Steinmeier in der Türkei Döner und Differenzen
An Steinmeiers drittem Tag in der Türkei sind Differenzen deutlich geworden. Beim Treffen mit Präsident Erdogan ging es auch um den Gazastreifen und unterschiedliche Positionen. Einig waren sich beide zumindest beim Döner.

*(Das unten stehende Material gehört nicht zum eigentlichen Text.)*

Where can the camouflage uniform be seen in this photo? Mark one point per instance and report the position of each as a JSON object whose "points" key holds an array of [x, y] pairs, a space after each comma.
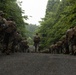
{"points": [[8, 35], [36, 42]]}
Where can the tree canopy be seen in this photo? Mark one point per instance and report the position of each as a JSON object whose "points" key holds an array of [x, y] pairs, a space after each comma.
{"points": [[60, 15], [14, 11]]}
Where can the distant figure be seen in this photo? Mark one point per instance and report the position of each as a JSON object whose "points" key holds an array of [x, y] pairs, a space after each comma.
{"points": [[24, 45], [9, 32], [36, 42]]}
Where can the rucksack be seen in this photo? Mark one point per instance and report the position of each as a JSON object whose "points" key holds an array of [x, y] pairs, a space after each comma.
{"points": [[36, 39]]}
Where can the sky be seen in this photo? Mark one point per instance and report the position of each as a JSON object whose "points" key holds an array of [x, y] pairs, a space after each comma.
{"points": [[35, 9]]}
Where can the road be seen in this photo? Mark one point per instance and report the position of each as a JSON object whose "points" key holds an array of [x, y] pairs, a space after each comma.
{"points": [[37, 64]]}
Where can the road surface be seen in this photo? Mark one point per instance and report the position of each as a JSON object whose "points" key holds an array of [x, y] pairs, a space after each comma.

Bundespräsident Frank-Walter Steinmeier und Präsident Recep Tayyip Erdogan hatten viel zu besprechen: Erst nach fast zwei Stunden kamen sie zu der abschließenden Pressekonferenz. Beide lobten die jahrzehntelangen wirtschaftlichen, kulturellen, familiären und freundschaftlichen Verbindungen von Deutschen und Türken ausführlich. Erdogan hob auch die Hilfe der Deutschen nach dem Erdbeben im Jahr 2023 hervor und bedankte sich. Also - keine Probleme?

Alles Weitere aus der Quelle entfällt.